The Fed balance sheet had expanded from around $150 billion before the financial crisis to more than $4.5 trillion last year after three separate quantitative easing programmes saw it acquire trillions of Dollars in bonds. It used QE to force bond yields, which have a negative correlation with bond prices, lower as part of an effort to lift inflation and repair the labour market by stimulating economic activity. 

However, with both US labour markets and inflation back at pre-crisis levels and growth picking up, policymakers are now faced with the task of "normalising" the balance sheet. Or "unprinting" all of the new money it created during the post-crisis years. To the extent that this pushes bond yields higher on the day, it could also support the US Dollar.

"Since mid-April, USTs in custody on behalf of foreign agents (a proxy of EM FX reserves) are down by some 70bn. A negative shift in US excess liquidity momentum has led to weaker EM FX reserve growth in the past: when the Fed “unprints” money, EM FX reserves tends to drop," Enlund adds, pointing to another potential source of Dollar upside.

Above: Nordea Markets graph showing excess liquidity and custody holdings.

The Fed "unprints" money when it does not reinvest cash proceeds from the bonds it holds that are falling due for maturity. In other words, the bank takes the bond money back from the US government and keeps it rather than reinvesting it elsewhere in the government bond market. This is otherwise called a "reduction of excess liquidity".

Enlund and the Nordea team say emerging market central banks have proven sensitive to the Fed's diminishing bid within the  bond market, suggesting those other central banks sold a substantial amount of US government bonds in April because of the Federal Reserve continuing its exit from the bond market, which may have been behind US bond yields having reached multi-year highs at the end of April and again in May. 
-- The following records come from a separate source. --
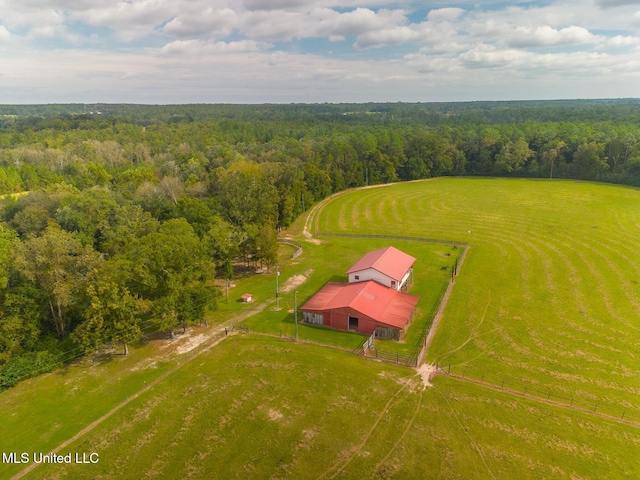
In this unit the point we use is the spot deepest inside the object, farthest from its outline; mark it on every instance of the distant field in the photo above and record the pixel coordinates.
(261, 408)
(549, 295)
(548, 300)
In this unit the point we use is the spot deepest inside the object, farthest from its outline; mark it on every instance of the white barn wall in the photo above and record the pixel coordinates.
(371, 274)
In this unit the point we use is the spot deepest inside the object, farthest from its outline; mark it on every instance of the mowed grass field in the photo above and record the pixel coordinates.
(258, 407)
(547, 261)
(549, 296)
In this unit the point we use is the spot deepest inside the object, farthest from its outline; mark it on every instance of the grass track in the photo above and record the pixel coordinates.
(556, 262)
(262, 408)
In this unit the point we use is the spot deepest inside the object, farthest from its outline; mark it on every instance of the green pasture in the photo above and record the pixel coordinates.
(258, 407)
(545, 312)
(548, 298)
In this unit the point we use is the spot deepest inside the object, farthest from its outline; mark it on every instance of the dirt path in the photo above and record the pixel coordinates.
(445, 299)
(212, 339)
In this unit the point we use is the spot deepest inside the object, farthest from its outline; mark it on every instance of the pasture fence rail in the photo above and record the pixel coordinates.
(439, 241)
(293, 244)
(629, 414)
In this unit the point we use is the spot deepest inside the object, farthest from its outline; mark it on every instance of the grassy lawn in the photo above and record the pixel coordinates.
(256, 407)
(40, 413)
(549, 295)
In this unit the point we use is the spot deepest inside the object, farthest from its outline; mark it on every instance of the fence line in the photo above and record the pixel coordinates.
(293, 244)
(453, 243)
(527, 389)
(430, 324)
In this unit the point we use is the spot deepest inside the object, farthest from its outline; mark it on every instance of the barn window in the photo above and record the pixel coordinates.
(314, 318)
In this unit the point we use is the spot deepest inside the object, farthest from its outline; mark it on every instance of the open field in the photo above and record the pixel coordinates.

US 5, 10 and 30 year bond yields reached multi-year highs of 2.94%, 3.15% and 3.25% respectively in May, which shocked the US Dollar back into life and helped it convert a 3% 2018 loss into a 1.38% gain. 

Whether or not it was the foreign central banks that caused US yields to push higher or a comination of central bank selling, the diminishing bid from the Fed and other factors, it's clear from commentary in recent weeks that the rise in yields drove the Dollar's resurgence in the last eight weeks. Nordea are now warning of another leg higher in both later this week. 

The US Dollar index was quoted 0.40% higher at 94.80 Tuesday amid broad gains for the greenback. The Pound-to-Dollar rate was 0.48% lower at 1.3246 and the Euro-to-Dollar rate was down 0.65% at 1.1548.

Above: US Dollar performance against G10 currencies.